De là à induire en erreur les fans, il n'y a encore une fois qu'un pas qui peut être franchi, et qui ne peut je crois que mener à la déception de ceux-ci vis à vis de l'artiste.

Conclusion

Je pense avoir un grand tour du sujet, et espère vous avoir éclairés. J'espère que ces quelques conseils vous seront utiles, et surtout rappelez-vous: il ne sert à rien de tenter d'endorser sans adopter  une démarche honnête et intègre, et sans un minimum d'accomplissements préalables !

Sur ce, il est temps de penser à jouer de la musique, vous ne pensez-pas ?

Guitaristiquement votre !
Doomfred

P.S. Un grand merci à ces marques qui me font confiance (Laboga, Two Notes, G-Lab, Kraken, Tonerider...) !!

samedi, juillet 18 2009

Réglages: Savoir changer ses cordes...

Les guitaristes ont trop souvent tendance à l'oublier, mais un des facteurs les plus importants qui font qu'une guitare 'sonne', est la manière dont elle est réglée. Un bon réglage donne un confort de jeu maximal, un maximum de justesse, bref, permet au meilleur de l'instrument de s'exprimer.

Or, quand on parle de réglages, si l'on pense souvent à des choses comme la courbure du manche, l'action (la hauteur) des cordes, les harmoniques (= la justesse), on en vient trop souvent à négliger les cordes, et surtout la manière dont elles sont installées.

Combien de fois ai-je vu des guitaristes se plaindre de la justesse de leur instrument, alors qu'autour des mécaniques de leur guitare s'enroulaient un embrouillamini indescriptible de cordes incapables de rester en place ?

Le but de cet article est donc de (ré)apprendre le premier de tous les réglages qu'un guitariste devrait être capable de faire: changer les cordes de son instrument.


Principe général:

Basiquement, changer une corde consiste enfiler et fixer celle-ci au niveau du vibrato, puis d'attacher son extrémité à une mécanique, et enrouler celle-ci autour afin de parvenir à la note désirée.

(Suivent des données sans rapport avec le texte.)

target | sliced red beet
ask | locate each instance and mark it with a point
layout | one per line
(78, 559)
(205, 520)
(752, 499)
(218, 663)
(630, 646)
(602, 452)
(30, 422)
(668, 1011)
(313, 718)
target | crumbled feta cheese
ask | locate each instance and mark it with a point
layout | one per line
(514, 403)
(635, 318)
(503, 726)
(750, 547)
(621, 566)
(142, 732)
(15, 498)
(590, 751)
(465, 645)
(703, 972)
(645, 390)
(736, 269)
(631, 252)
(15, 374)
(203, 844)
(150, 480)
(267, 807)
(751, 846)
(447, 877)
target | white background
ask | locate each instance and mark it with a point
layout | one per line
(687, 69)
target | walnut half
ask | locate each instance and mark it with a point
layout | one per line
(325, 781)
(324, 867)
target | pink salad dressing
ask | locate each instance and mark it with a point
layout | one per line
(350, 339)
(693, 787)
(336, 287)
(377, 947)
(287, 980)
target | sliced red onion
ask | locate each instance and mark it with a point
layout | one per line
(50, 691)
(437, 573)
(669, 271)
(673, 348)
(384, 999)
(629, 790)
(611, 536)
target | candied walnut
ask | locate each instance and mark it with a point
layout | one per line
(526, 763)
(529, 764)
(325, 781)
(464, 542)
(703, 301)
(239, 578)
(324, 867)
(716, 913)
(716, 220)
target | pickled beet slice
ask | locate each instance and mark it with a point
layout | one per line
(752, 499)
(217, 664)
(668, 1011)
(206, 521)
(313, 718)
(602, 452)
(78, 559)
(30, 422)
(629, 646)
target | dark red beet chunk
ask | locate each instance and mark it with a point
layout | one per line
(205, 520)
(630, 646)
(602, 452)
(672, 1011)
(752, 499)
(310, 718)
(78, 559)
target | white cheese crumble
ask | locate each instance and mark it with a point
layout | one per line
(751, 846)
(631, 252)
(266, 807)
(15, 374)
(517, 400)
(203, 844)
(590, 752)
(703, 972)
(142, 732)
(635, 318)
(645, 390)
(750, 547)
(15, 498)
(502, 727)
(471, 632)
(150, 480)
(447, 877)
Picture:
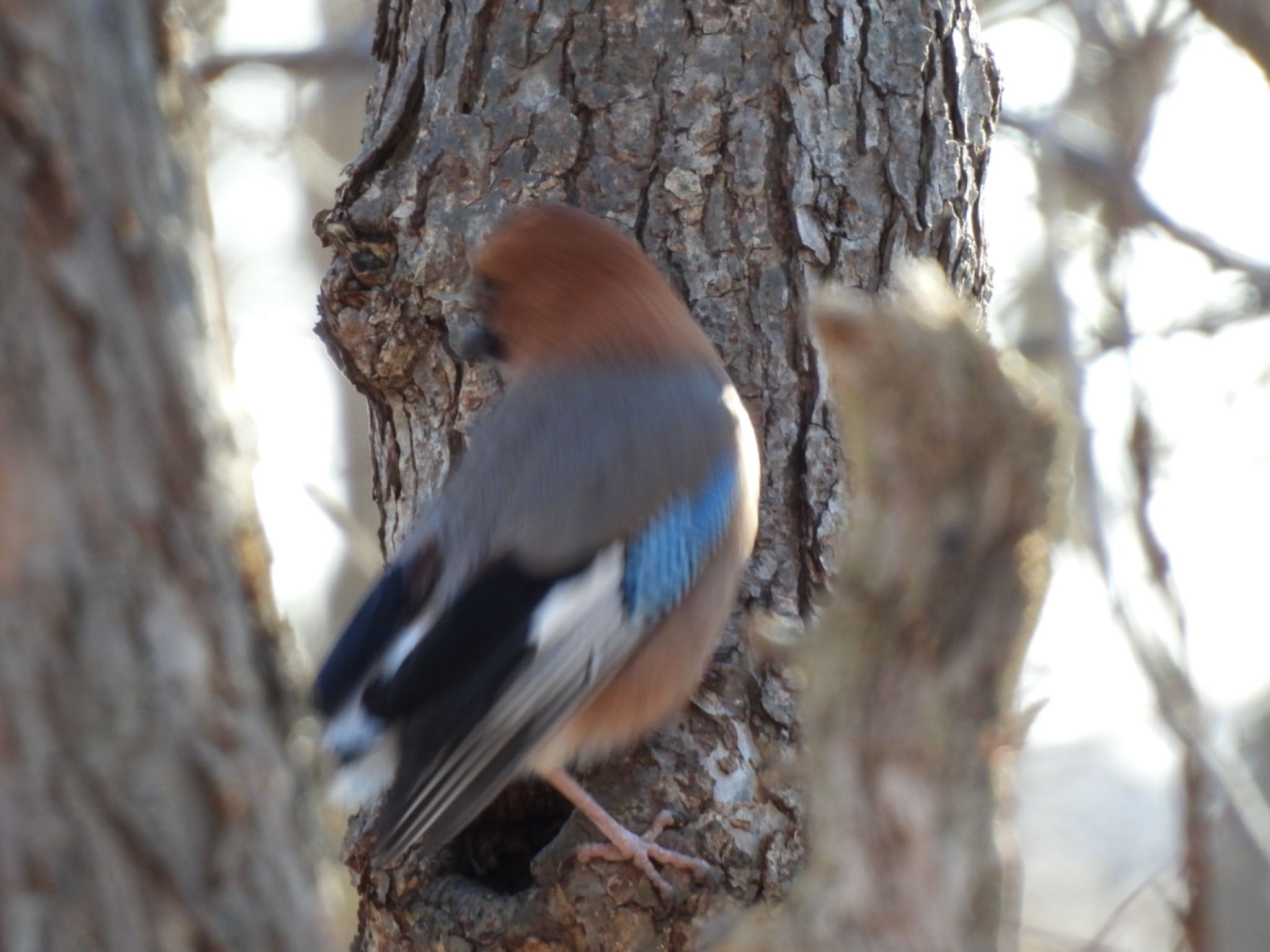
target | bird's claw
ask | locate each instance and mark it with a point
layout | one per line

Pour garantir un maximum la stabilité d'accord, le principe est de limiter au maximum les zones de friction sur le trajet qui relie la corde entre ses deux points d'attache, l'un étant en général les mécaniques situées en tête de manche, l'autre étant le chevalet, qui peut revêtir de multiples formes (chevalet fixe, ou vibratos de toutes sortes).

L'intérêt étant, bien évidemment, qu'une fois la guitare accordée, les cordes ne bougent plus et reviennent, dans le cas d'un vibrato, à leur place d'origine une fois le vibrato actionné.

Matériel nécessaire:

  • des cordes neuves.
  • une pince coupante.
  • une manivelle.
  • optionnel: selon le modèle de vibrato, une clé Allen peut être nécessaire.
- La pince coupante sert à couper les bouts de cordes qui dépasseront des mécaniques une fois les cordes installées. Outre le fait que cela ne soit pas très esthétique, laisser pendouiller des bouts de cordes en acier au bout de sa tête de manche peut être dangereux non seulement pour vous, mais aussi pour les autres musiciens qui peuvent vous entourer. Un bout de corde peut très vite pénétrer dans la chair d'un doigt ou sous un ongle, ou pire, dans un oeil...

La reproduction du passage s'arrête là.